The Costa Mediterranea, twin sister of the Costa Atlantica, was delivered to the company on May 22, 2003. November 14, 2003 marked the arrival of the Costa Fortuna. The Palacrociere, Savona's new cruise terminal, jointly financed and managed by the company, was opened on November 24, 2003. In January 2004 Costa Crociere announced the signing of a letter of intention with Fincantieri for the construction in Sestri Ponente of another new ship with a tonnage of 114,500 tons and with a total passenger capacity of 3,780, the Costa Concordia, which will go into service in the summer of 2006. On October 29th, 2004 the Costa Magica, twin sister of the Costa Fortuna, was delivered. In the same year Costa Crociere S.p.A. acquired the brand AIDA Cruises, the cruise leader in Germany. In January 2005 Costa Crociere announces the order to Fincantieri for a twin sister ship of the Costa Concordia, the Costa Serena (pic above left), which will be ready in spring 2007, and transfer of the Costa Tropicale to the P&O Australia brand in October 2005. The growth programme of the fleet continued in December 2005 with the announcement of a third sister ship of the Costa Concordia and of the Costa Serena, named the Costa Pacifica, to be delivered by Spring 2009.
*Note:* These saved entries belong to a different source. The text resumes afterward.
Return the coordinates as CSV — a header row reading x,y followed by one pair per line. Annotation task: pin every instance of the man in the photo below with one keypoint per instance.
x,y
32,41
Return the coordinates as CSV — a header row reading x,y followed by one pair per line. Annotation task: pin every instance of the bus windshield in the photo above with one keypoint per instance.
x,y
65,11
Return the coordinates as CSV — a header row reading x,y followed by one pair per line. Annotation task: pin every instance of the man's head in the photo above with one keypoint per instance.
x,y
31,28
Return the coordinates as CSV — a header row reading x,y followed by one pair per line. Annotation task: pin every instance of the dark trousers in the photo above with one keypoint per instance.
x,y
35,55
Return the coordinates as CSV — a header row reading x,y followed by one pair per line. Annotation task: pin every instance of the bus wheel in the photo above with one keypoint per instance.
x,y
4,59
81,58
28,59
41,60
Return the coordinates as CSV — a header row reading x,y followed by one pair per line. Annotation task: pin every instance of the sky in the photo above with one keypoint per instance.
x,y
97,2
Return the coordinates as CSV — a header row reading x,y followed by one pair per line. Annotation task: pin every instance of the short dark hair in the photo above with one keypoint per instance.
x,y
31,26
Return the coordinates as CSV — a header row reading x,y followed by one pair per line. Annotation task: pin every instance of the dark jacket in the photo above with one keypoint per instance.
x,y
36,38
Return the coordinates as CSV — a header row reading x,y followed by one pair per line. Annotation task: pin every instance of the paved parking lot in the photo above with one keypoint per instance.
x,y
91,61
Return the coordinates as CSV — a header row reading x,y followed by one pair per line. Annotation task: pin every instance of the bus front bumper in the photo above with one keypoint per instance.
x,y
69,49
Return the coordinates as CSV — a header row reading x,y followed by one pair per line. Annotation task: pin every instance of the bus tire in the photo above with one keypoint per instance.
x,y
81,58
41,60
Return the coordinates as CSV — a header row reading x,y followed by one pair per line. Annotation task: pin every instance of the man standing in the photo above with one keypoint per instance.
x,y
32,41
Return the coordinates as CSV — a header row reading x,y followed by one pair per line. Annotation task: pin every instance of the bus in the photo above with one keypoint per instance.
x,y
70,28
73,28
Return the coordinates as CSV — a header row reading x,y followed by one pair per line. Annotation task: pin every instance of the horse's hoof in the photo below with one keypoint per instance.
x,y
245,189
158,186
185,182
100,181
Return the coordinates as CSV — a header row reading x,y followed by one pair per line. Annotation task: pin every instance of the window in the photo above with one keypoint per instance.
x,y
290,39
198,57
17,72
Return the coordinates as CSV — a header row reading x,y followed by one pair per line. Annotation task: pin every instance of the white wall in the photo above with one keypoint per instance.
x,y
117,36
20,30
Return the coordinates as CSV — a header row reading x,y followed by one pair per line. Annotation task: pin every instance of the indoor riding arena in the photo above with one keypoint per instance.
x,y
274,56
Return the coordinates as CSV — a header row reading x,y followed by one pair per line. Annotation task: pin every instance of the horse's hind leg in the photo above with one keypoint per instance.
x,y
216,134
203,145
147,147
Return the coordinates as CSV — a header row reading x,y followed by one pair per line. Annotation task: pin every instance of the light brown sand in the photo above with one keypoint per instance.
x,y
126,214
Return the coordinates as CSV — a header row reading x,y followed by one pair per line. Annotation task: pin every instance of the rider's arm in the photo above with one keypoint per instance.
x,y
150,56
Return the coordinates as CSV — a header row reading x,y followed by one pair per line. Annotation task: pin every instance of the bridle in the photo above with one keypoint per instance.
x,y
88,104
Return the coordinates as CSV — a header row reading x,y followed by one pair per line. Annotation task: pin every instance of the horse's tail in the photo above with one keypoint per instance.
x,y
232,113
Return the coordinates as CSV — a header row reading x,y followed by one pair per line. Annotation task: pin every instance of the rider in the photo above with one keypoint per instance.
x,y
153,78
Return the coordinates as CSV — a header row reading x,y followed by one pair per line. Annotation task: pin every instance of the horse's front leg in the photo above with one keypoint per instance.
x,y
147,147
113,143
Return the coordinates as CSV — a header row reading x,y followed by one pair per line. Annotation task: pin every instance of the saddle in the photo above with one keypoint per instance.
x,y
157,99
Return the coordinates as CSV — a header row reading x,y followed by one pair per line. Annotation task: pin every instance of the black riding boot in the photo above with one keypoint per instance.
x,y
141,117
In 2006 Costa announces its expansion in Asia Pacific and in Dubai, confirming its international character. In June 2006 Costa placed an order with Fincantieri for two new 92,700-ton ships to be built at the Fincantieri Yard in Marghera, the Costa Luminosa (pic right) and its sister ship, which will come into service in Spring 2009 and 2010. In July 2006, the Costa Concordia came into service and in February 2007, Costa announced new exclusive itineraries from Mauritius to the Seychelles, Kenya and Madagascar. In April 2007, the new “Palacruceros” terminal, owned and financed by the company, was inaugurated and in May 2007, the Costa Serena was delivered. On July 17, Costa Crociere reached a historical record in Europe: 1,000,000 Guests booked in only one year. The announced joint venture between Costa Crociere S.p.A. and Orizonia Corporaciòn was approved for the creation of the brand “Iberocruceros”, belonging to the Costa group and operating in the Spanish market. In October the order to Fincantieri for 2 further ships of the “Concordia” class was announced.

Costa thus enters the third millennium with an expansion program that will enable it to maintain its European leadership in a fast growing market. The fleet that will fly the Italian merchant marine flag in years to come will be even more modern, offering Italian-style hospitality and an unparalleled showcase of Italy's artistic trends.

Costa Crociere has been part of Carnival Corporation & plc, the world leader in the cruise sector, since April 2003. AIDA Cruises, the leading brand in the German speaking market, with four ships in service and five on order, and Iberocruceros, operating in the Spanish market, with two ships in service and one on order, both belong to the Costa Crociere S.p.A. Group, completing a total of 18 ships in service and 11 on order. All ships fly the Italian flag.